The one thing that you do not want to use as a landmark was the neat display where water is continuously pumped onto a roof and then flowed off, over the gutter protector and into the gutter. That is because, for what ever reason, every fifth booth had one of these, and they all tended to look alike. I want to thank the people at Professional Gutter and Drain, Ltd who had the consideration to decorate their display with leaves and sticks like real roofs have. It proved a helpful sanity check to prove I had not entered to some long lost episode of The Twilight Zone.
With all my discouraging talk about getting lost you might get the wrong impression. You might think that I didn’t enjoy myself at the 2012 Columbus Home and Garden show. You would be mistaken.

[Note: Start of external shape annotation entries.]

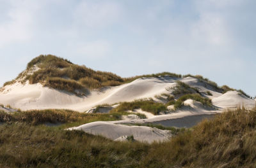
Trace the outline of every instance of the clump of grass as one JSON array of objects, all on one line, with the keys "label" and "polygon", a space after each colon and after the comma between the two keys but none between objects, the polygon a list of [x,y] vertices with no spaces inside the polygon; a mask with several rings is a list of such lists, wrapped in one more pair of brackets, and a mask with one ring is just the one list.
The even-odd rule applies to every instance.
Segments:
[{"label": "clump of grass", "polygon": [[174,104],[174,108],[178,109],[182,106],[183,102],[188,99],[192,99],[202,102],[204,106],[211,107],[212,106],[211,100],[208,98],[202,97],[200,94],[186,94],[179,98]]},{"label": "clump of grass", "polygon": [[134,137],[133,137],[133,135],[127,136],[126,139],[127,139],[127,141],[130,141],[130,142],[134,142],[135,141],[135,139],[134,139]]},{"label": "clump of grass", "polygon": [[122,102],[117,108],[113,109],[111,112],[122,112],[128,110],[133,111],[141,108],[142,110],[157,115],[161,111],[167,110],[166,107],[162,103],[156,102],[152,100],[135,101],[133,102]]},{"label": "clump of grass", "polygon": [[[40,55],[28,63],[27,70],[36,65],[40,69],[27,78],[31,84],[75,92],[77,89],[120,85],[124,80],[111,73],[95,71],[54,55]],[[45,84],[46,83],[46,84]]]},{"label": "clump of grass", "polygon": [[175,100],[172,100],[172,101],[168,101],[165,105],[167,106],[169,106],[170,105],[173,105],[175,104]]},{"label": "clump of grass", "polygon": [[[0,111],[0,122],[15,123],[24,122],[33,125],[38,125],[45,123],[67,123],[76,125],[86,123],[95,121],[113,121],[122,118],[123,113],[82,113],[66,109],[45,109],[29,110],[8,113]],[[70,124],[68,124],[70,125]]]},{"label": "clump of grass", "polygon": [[[1,116],[1,115],[0,115]],[[256,109],[227,111],[170,141],[116,142],[81,131],[0,126],[3,167],[254,167]]]},{"label": "clump of grass", "polygon": [[210,85],[211,85],[212,87],[214,87],[215,88],[217,88],[217,89],[219,88],[217,83],[216,83],[215,82],[214,82],[212,81],[209,80],[208,78],[204,78],[201,75],[198,75],[198,74],[197,75],[192,75],[192,74],[188,74],[184,75],[183,78],[186,78],[186,77],[188,77],[188,76],[197,78],[200,81],[206,82],[208,84],[209,84]]},{"label": "clump of grass", "polygon": [[223,91],[222,91],[223,94],[225,94],[228,91],[230,91],[230,90],[234,91],[234,90],[235,90],[235,89],[234,89],[232,88],[230,88],[230,87],[228,87],[227,85],[223,85],[221,87],[221,88],[223,90]]},{"label": "clump of grass", "polygon": [[184,132],[188,129],[186,128],[177,128],[175,127],[164,127],[160,124],[154,124],[152,123],[123,123],[126,125],[136,125],[136,126],[145,126],[152,128],[157,128],[161,130],[170,130],[173,135],[177,135],[179,133]]},{"label": "clump of grass", "polygon": [[4,83],[3,86],[5,87],[5,86],[6,86],[6,85],[9,85],[13,84],[15,81],[16,81],[15,80],[12,80],[12,81],[6,81],[6,82],[5,82],[5,83]]},{"label": "clump of grass", "polygon": [[[82,85],[75,80],[65,80],[58,77],[48,78],[46,80],[45,84],[44,85],[45,87],[51,87],[54,88],[67,90],[70,92],[75,93],[76,91],[76,90],[84,89],[86,90],[84,86]],[[74,88],[76,89],[74,90]]]},{"label": "clump of grass", "polygon": [[170,77],[173,77],[173,78],[180,78],[182,76],[179,74],[175,74],[175,73],[168,73],[168,72],[163,72],[161,73],[157,73],[157,74],[143,74],[143,75],[140,75],[140,76],[136,76],[133,77],[130,77],[130,78],[124,78],[124,81],[125,83],[129,83],[131,82],[134,80],[136,80],[138,78],[150,78],[150,77],[156,77],[156,78],[162,78],[163,76],[167,76]]}]

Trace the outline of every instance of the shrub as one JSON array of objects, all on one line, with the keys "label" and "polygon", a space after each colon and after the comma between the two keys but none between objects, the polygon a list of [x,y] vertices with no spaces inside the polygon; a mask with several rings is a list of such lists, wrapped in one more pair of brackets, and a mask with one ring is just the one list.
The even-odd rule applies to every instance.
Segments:
[{"label": "shrub", "polygon": [[58,77],[48,78],[44,86],[59,90],[65,90],[70,92],[75,92],[76,89],[84,88],[83,85],[75,80],[68,80]]},{"label": "shrub", "polygon": [[96,88],[102,87],[101,83],[98,80],[89,77],[80,79],[79,83],[90,88]]},{"label": "shrub", "polygon": [[173,89],[172,94],[175,96],[184,95],[184,94],[191,94],[194,93],[199,93],[198,89],[189,87],[189,85],[186,84],[180,81],[177,81],[177,85],[171,89]]}]

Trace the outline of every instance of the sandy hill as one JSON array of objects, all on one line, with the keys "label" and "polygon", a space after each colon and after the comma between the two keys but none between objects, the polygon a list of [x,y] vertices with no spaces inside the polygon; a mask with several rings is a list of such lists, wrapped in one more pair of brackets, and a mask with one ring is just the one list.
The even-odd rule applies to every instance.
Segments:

I may have continuously found myself twisted around, but I always ended up at a booth or display that had something interesting to add to my knowledge of home design and home improvement.
For instance Rob Wiseman at Better Home Design gave me some excellent advice that I will soon be incorporating into my pages on siding. I also had a wonderful talk with Nelson Behr, the Big Kahuna at Design Directive about residential architecture. I checked out the numerous kitchen displays, most of which appeared to cost more than my house and were so nice I almost decided to take up cooking. I saw numerous booths that sold one kind of floor covering or another, whether for inside the house or outside the house and I learned how to fix the catastrophe I call my garage floor. All-in-all, it was a successful foray into the world of home and garden journalism.
I found two booths that I especially enjoyed. Over at the DeCenzo Company booth Joe DeCenzo was assisted by Grizzley, a Bernese Mountain Dog with impeccable decorum, and the first dog to have his picture posted on my website.
For creativity I have to give the nod to Prestigious Concepts, masons. Brian Cyre created a stone coffee table that is also a fountain, with water bubbling out of the champagne bottles. My picture collage does not do it justice. I am not sure of its practical value, but any mason who can figure out how to make this work is certainly qualified to handle the biggest and most difficult masonry jobs.